Local indicators of child poverty after housing costs, 2022/23

Estimates of child poverty after housing costs in parliamentary constituencies and local authorities

This report summarises findings for the latest update to the Local Indicators of Child Poverty After Housing Costs statistics produced by the Centre for Research in Social Policy, Loughborough University, for the End Child Poverty Coalition. The data build upon the Children in Low Income Families data produced by the Department for Work and Pensions, which show the rate of child poverty before housing costs in local areas.

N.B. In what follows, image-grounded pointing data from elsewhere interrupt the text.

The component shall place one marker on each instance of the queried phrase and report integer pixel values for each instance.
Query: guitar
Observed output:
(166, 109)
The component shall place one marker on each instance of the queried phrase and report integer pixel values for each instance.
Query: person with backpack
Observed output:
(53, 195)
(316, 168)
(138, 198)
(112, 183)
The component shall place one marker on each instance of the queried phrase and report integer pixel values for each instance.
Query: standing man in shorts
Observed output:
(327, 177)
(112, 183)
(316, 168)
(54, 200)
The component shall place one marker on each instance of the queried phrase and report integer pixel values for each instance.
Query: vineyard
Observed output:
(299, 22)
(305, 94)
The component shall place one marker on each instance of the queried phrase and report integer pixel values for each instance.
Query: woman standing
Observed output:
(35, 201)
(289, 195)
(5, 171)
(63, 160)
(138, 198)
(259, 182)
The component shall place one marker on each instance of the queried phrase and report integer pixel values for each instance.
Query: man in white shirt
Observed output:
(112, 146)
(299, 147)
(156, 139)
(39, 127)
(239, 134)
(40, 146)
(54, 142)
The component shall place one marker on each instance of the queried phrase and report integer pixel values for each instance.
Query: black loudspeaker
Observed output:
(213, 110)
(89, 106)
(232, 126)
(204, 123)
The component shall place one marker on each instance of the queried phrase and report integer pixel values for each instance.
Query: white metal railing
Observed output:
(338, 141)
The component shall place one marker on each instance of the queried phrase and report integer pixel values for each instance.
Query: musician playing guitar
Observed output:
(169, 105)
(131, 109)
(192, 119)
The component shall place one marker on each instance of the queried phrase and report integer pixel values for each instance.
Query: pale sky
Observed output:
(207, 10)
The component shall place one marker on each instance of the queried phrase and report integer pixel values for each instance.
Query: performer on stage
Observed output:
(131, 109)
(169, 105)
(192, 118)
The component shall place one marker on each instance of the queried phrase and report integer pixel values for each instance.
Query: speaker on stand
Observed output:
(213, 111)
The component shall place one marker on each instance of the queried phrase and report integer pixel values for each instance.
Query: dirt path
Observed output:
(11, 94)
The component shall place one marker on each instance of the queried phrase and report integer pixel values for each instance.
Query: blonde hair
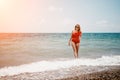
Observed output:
(77, 26)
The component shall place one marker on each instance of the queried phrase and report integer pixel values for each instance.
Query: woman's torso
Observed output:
(75, 36)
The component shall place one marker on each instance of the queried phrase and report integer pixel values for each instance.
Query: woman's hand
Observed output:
(69, 43)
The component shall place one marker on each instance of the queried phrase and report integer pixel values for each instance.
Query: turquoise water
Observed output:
(22, 48)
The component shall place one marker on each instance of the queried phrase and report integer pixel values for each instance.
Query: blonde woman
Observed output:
(75, 39)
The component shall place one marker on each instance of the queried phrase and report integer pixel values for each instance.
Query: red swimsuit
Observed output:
(75, 37)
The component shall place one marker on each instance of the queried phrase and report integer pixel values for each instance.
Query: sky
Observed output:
(59, 16)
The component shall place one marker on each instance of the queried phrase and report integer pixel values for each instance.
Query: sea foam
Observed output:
(58, 64)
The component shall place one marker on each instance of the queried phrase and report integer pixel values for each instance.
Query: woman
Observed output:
(75, 39)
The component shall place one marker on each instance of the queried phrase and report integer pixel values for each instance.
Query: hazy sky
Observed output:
(59, 15)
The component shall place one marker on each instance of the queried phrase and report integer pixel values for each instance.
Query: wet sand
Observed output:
(73, 73)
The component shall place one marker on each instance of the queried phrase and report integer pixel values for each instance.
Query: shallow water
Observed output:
(36, 52)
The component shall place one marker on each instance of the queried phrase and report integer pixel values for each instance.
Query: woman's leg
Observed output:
(74, 49)
(77, 48)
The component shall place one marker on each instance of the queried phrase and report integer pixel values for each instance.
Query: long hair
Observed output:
(78, 26)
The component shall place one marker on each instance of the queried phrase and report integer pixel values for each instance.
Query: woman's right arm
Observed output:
(70, 39)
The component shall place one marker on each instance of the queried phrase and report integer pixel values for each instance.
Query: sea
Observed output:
(37, 52)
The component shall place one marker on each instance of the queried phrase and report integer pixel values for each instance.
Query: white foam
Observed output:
(54, 65)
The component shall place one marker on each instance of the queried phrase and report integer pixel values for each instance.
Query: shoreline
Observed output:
(73, 73)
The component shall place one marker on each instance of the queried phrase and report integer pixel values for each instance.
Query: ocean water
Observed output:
(35, 52)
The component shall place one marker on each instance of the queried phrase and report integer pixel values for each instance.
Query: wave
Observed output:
(58, 64)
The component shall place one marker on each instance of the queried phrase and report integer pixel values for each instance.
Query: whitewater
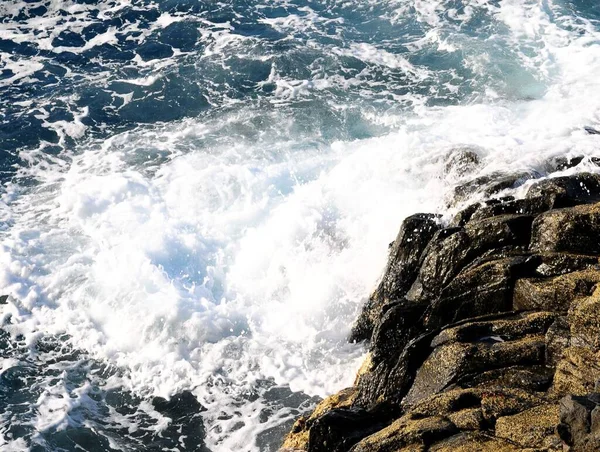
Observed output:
(199, 195)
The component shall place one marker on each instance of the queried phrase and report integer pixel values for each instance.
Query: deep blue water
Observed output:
(192, 133)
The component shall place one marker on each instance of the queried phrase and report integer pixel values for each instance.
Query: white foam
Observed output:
(248, 258)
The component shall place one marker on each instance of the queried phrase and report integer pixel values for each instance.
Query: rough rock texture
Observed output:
(484, 334)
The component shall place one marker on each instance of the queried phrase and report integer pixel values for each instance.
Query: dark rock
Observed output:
(492, 184)
(577, 372)
(453, 361)
(480, 290)
(339, 429)
(562, 163)
(571, 230)
(450, 250)
(584, 318)
(475, 441)
(580, 422)
(566, 191)
(555, 293)
(557, 340)
(406, 431)
(399, 324)
(461, 161)
(534, 428)
(403, 265)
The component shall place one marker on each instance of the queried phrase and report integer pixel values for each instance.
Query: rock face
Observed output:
(484, 334)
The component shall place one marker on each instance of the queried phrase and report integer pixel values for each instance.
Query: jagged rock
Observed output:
(533, 428)
(464, 351)
(484, 289)
(567, 191)
(572, 230)
(556, 264)
(387, 383)
(580, 422)
(480, 442)
(450, 250)
(577, 372)
(410, 431)
(558, 338)
(298, 437)
(339, 429)
(555, 293)
(460, 161)
(584, 318)
(400, 273)
(492, 184)
(478, 329)
(450, 362)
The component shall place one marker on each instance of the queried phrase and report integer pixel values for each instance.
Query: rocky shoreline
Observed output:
(484, 333)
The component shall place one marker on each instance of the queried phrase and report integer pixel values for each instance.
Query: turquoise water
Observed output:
(198, 196)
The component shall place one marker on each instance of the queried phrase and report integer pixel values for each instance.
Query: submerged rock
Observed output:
(485, 334)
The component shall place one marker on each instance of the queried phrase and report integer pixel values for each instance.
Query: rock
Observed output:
(584, 318)
(470, 442)
(562, 163)
(484, 289)
(553, 294)
(580, 422)
(450, 250)
(298, 438)
(571, 230)
(566, 191)
(460, 161)
(339, 429)
(492, 184)
(409, 430)
(577, 372)
(558, 339)
(533, 428)
(555, 264)
(183, 410)
(399, 324)
(479, 329)
(400, 273)
(452, 361)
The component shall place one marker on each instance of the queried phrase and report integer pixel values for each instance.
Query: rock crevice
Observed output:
(483, 334)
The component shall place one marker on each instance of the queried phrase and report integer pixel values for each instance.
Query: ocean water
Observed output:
(197, 196)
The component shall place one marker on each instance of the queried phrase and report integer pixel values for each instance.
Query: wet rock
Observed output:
(572, 230)
(400, 273)
(450, 250)
(562, 163)
(553, 294)
(298, 438)
(461, 161)
(566, 191)
(491, 184)
(409, 430)
(484, 289)
(339, 429)
(584, 318)
(577, 372)
(558, 339)
(480, 442)
(580, 422)
(533, 428)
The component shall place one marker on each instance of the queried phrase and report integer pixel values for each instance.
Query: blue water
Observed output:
(196, 195)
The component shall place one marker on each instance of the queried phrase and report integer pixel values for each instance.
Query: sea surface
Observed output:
(197, 196)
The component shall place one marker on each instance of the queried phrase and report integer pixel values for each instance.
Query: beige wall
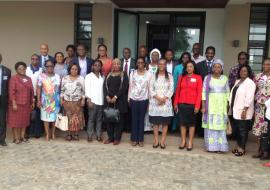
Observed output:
(102, 25)
(236, 28)
(25, 25)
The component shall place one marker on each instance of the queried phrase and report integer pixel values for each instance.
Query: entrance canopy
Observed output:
(171, 3)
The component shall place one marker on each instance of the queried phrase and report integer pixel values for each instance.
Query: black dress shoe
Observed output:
(3, 144)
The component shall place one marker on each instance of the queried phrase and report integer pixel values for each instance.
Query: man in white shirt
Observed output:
(171, 63)
(33, 71)
(128, 63)
(95, 100)
(196, 57)
(44, 51)
(82, 60)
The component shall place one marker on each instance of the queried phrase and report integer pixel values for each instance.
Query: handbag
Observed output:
(112, 114)
(61, 121)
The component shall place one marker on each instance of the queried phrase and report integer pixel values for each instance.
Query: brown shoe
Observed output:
(108, 141)
(99, 139)
(141, 144)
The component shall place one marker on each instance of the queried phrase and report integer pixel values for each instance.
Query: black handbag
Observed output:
(111, 114)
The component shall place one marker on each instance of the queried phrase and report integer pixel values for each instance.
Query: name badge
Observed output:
(193, 80)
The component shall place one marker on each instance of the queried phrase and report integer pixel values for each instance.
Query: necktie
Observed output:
(126, 67)
(209, 66)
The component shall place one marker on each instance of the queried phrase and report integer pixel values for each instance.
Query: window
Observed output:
(259, 32)
(83, 25)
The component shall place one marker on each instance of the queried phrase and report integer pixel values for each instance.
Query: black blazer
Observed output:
(132, 65)
(89, 62)
(202, 69)
(40, 60)
(121, 93)
(6, 74)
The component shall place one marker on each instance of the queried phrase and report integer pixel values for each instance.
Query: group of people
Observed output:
(157, 92)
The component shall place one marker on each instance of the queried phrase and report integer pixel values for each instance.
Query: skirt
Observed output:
(260, 125)
(75, 115)
(158, 120)
(187, 117)
(19, 118)
(215, 140)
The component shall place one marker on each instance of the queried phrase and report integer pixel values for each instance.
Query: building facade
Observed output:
(231, 26)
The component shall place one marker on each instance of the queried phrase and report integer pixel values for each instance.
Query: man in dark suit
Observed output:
(204, 68)
(171, 63)
(143, 52)
(128, 63)
(82, 60)
(44, 51)
(5, 74)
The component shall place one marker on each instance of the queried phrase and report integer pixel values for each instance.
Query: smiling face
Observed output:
(97, 67)
(49, 67)
(190, 68)
(217, 69)
(59, 58)
(266, 65)
(21, 70)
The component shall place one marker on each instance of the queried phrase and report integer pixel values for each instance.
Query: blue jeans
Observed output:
(138, 111)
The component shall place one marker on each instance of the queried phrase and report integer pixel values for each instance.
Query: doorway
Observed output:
(162, 30)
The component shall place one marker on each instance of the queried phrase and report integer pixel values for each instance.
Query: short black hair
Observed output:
(47, 61)
(74, 64)
(20, 63)
(185, 68)
(183, 54)
(250, 73)
(71, 46)
(243, 53)
(169, 50)
(210, 48)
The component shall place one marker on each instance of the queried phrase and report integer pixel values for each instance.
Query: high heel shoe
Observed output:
(156, 145)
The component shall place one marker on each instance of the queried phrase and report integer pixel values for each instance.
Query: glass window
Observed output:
(258, 35)
(83, 25)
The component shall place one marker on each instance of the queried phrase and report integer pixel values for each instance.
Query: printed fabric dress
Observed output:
(262, 95)
(147, 125)
(216, 95)
(50, 96)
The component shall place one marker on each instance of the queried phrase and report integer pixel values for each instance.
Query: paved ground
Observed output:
(80, 165)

Using local administrative data and analysis of the household survey Understanding Society, we produced modelled estimates that account for housing costs, thereby providing a more
accurate picture of how disposable incomes vary in different geographical areas.

We present findings for the new parliamentary constituencies that will come into effect following the general election in July 2024, providing a valuable source of information for the incoming government in developing targeted strategies to reduce child poverty across the UK.

Key findings

  • In 2022/23, national estimates indicate that 4.3 million children (30% of all children) were in relative poverty, and the poverty rate also remains high across the nations and regions.
  • In two-thirds of constituencies, at least one in four children are in relative poverty after housing costs.
  • Rates of child poverty at or above 25% are particularly prevalent in the North East, North West and Wales.
  • There is widespread inequality in the rate of child poverty within the countries and regions of the UK, and this has widened over time.
  • Constituency-level child poverty rates are directly and strongly correlated with the percentage of children affected by the two-child limit in that local area, providing further evidence that the policy is a key driver of child poverty.
  • Reducing child poverty in local areas will rely not only on targeted action within these communities, but will require changes at a national level such as removing the two-child limit and increasing the value of working age benefits.